On the 'temp' box, the hope is to mount ad6s1g as /tmp/old/files and diff it against similar directory on the primary drive. This mount command failed ('no such device /dev/ad6s1g'):

`# mount /dev/ad6s1g /tmp/old/files`

But this one worked (though not providing access to my data):

`# mount /dev/ad6s1 /tmp/old`

UPDATE: I tried this again last night and made sure that I had issued the following command BEFORE removing ad6 from the production server:

`# gmirror remove gm0 ad6`

This should have cleared the metadata on ad6, correct? The result was that I WAS ABLE TO MOUNT ad6s1g on the 'temp' box!
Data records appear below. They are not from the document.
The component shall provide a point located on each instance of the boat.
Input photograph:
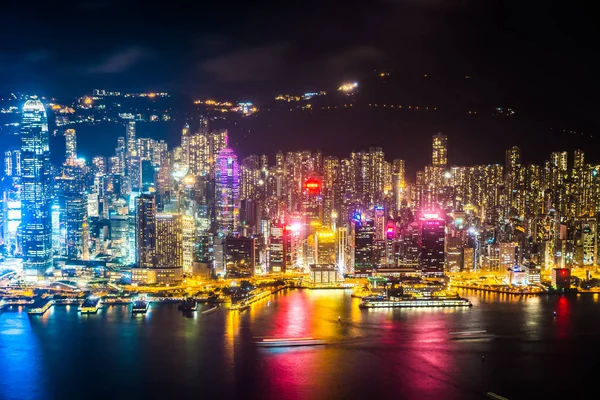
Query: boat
(241, 306)
(471, 335)
(210, 310)
(140, 306)
(91, 305)
(40, 306)
(188, 305)
(416, 302)
(114, 301)
(288, 342)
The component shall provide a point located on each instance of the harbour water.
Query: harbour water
(372, 353)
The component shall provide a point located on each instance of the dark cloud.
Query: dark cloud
(354, 56)
(11, 63)
(121, 61)
(248, 64)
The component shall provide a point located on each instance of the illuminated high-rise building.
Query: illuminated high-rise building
(198, 154)
(185, 144)
(398, 172)
(559, 160)
(227, 192)
(240, 256)
(431, 240)
(130, 140)
(36, 225)
(325, 247)
(8, 163)
(70, 145)
(145, 231)
(439, 157)
(278, 247)
(76, 226)
(169, 240)
(188, 228)
(364, 239)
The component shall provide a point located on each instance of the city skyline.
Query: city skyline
(394, 199)
(357, 212)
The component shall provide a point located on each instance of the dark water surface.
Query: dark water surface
(375, 354)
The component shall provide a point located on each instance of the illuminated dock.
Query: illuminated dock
(39, 307)
(416, 302)
(91, 305)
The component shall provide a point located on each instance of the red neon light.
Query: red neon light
(312, 186)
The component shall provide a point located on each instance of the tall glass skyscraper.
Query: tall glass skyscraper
(36, 222)
(227, 193)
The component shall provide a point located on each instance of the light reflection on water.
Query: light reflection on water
(396, 353)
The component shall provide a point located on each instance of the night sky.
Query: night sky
(538, 57)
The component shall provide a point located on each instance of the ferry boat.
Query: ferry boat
(471, 335)
(188, 305)
(241, 306)
(114, 301)
(40, 306)
(416, 302)
(288, 342)
(210, 310)
(91, 305)
(140, 306)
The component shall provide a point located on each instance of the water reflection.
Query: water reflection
(396, 353)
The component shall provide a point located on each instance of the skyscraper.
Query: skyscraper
(364, 236)
(227, 191)
(131, 144)
(145, 231)
(439, 157)
(169, 240)
(70, 145)
(36, 225)
(431, 240)
(76, 224)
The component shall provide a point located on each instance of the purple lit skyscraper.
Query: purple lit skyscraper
(227, 192)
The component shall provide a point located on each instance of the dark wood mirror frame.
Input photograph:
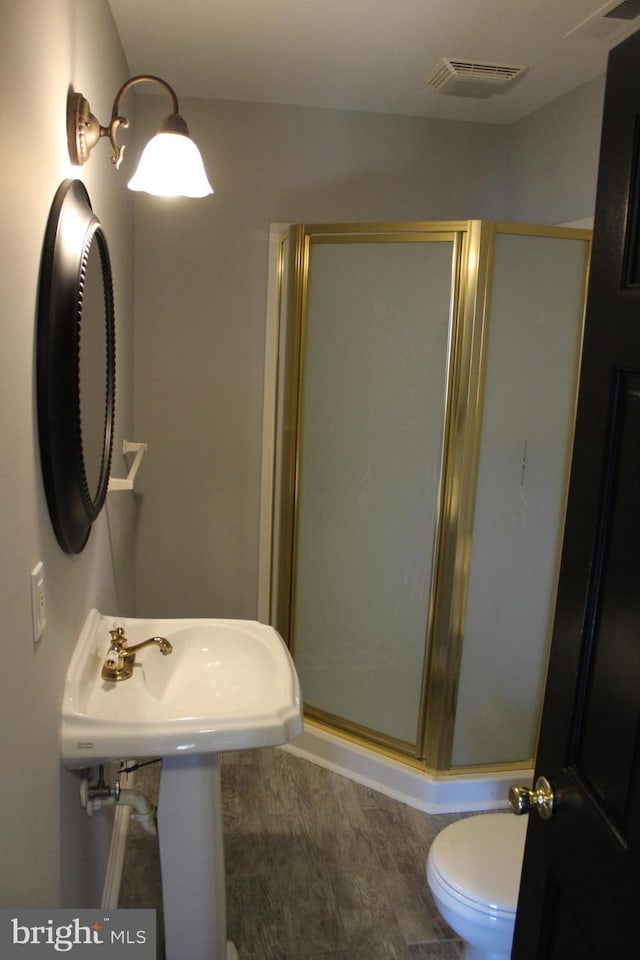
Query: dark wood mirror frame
(73, 232)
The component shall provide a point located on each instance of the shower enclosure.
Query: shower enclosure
(424, 401)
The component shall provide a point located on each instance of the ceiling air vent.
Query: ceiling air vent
(472, 78)
(610, 22)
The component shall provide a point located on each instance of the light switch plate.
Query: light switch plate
(38, 606)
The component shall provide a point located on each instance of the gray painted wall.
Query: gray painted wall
(51, 853)
(552, 159)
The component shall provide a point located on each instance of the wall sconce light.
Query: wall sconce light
(170, 165)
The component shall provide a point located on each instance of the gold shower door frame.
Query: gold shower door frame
(445, 617)
(474, 246)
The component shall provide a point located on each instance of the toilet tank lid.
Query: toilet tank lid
(481, 857)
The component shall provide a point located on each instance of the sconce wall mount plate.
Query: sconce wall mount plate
(169, 176)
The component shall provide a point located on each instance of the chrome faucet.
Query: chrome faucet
(120, 658)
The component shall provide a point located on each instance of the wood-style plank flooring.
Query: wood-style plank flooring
(318, 867)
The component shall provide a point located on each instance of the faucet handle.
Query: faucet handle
(112, 657)
(118, 638)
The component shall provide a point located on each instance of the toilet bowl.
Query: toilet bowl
(473, 871)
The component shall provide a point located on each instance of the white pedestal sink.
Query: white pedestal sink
(228, 685)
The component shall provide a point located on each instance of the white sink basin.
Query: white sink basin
(228, 685)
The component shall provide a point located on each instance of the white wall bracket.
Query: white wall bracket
(126, 483)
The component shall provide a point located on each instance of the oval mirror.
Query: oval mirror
(75, 365)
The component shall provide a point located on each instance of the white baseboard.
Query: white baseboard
(451, 793)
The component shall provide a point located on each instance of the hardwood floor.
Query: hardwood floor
(318, 867)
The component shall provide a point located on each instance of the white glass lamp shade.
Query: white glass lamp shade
(171, 166)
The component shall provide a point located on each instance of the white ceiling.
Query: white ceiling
(371, 55)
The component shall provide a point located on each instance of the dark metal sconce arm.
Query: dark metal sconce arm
(84, 130)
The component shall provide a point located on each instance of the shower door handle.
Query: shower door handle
(541, 799)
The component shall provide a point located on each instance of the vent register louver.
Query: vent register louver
(473, 78)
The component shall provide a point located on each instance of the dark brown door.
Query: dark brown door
(580, 893)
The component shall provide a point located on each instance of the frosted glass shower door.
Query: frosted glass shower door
(375, 362)
(532, 358)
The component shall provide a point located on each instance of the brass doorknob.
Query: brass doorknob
(540, 799)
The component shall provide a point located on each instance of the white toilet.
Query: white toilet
(473, 870)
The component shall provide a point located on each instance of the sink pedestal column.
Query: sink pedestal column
(192, 859)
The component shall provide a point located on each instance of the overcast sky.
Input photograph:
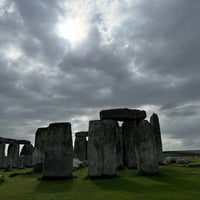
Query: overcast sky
(67, 60)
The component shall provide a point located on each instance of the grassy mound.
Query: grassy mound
(173, 182)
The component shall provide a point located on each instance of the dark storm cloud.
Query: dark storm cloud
(146, 56)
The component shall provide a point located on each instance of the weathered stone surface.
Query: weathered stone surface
(120, 148)
(82, 134)
(38, 152)
(102, 152)
(9, 140)
(13, 154)
(80, 148)
(129, 131)
(2, 149)
(154, 120)
(27, 152)
(146, 149)
(123, 114)
(58, 151)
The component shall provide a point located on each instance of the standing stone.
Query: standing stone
(38, 152)
(122, 114)
(120, 148)
(154, 120)
(102, 153)
(146, 150)
(13, 154)
(26, 153)
(80, 146)
(129, 131)
(2, 156)
(58, 151)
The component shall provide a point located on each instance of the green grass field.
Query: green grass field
(174, 182)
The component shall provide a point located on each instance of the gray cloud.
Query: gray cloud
(137, 54)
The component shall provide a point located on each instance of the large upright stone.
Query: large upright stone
(154, 120)
(2, 156)
(146, 150)
(9, 140)
(129, 131)
(102, 153)
(38, 152)
(120, 148)
(58, 151)
(80, 146)
(26, 153)
(13, 154)
(123, 114)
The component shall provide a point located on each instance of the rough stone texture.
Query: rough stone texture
(13, 154)
(82, 134)
(80, 148)
(58, 151)
(129, 131)
(102, 151)
(27, 152)
(154, 120)
(123, 114)
(38, 152)
(120, 148)
(2, 149)
(146, 149)
(8, 141)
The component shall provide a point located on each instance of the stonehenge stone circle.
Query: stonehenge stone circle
(154, 120)
(38, 152)
(80, 146)
(120, 148)
(13, 154)
(58, 151)
(2, 155)
(129, 130)
(146, 148)
(102, 152)
(122, 114)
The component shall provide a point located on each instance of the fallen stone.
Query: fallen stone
(123, 114)
(129, 129)
(58, 152)
(146, 150)
(102, 153)
(154, 120)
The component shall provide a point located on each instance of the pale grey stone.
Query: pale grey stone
(80, 148)
(146, 149)
(154, 120)
(122, 114)
(102, 152)
(58, 151)
(13, 154)
(38, 151)
(129, 129)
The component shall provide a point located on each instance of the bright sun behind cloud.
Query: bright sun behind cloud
(73, 30)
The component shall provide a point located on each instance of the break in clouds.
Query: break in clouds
(67, 60)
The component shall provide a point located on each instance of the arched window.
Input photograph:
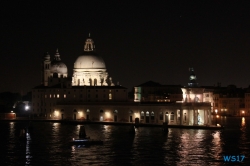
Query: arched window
(110, 96)
(172, 116)
(152, 115)
(142, 115)
(161, 115)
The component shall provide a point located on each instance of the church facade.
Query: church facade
(90, 94)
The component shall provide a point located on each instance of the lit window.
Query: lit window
(161, 116)
(172, 116)
(142, 115)
(152, 115)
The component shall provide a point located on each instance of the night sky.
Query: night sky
(139, 41)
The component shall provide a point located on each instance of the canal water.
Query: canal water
(49, 144)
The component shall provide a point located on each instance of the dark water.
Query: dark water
(49, 144)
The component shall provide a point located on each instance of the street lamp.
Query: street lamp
(167, 117)
(27, 108)
(217, 116)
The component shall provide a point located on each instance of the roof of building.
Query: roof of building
(62, 86)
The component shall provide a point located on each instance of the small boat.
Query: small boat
(86, 141)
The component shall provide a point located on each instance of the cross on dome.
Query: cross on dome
(89, 44)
Hopefully I have uncovered the immediate problem.

But it leaves the following question (future scenario):

Should I have a full failure of the production machine and am therefore unable to issue the 'gmirror remove' cmd on THAT machine, can I instead take ad6 to the 'temp' box, and issue 'gmirror clear ad6' to get the same result?? That is, will I likely then be able to mount ad6s1g?

Thanks very much in advance for help/thoughts on this.


----------



## phoenix (Nov 6, 2010)

There's the problem.  You don't want to use *gmirror remove*.  That deletes the gmirror metadata on the drive, which clears the partition information.

Instead, just physically remove the drive form the system.  gmirror will continue to run in a DEGRADED mode.

Then install the drive into the temp server, start gmirror, and access the gm0 device the same way as on the production system.


----------



## pmorrill (Nov 12, 2010)

Thanks for your help: my upgrade went well and the gmirror system seems to be under control!


----------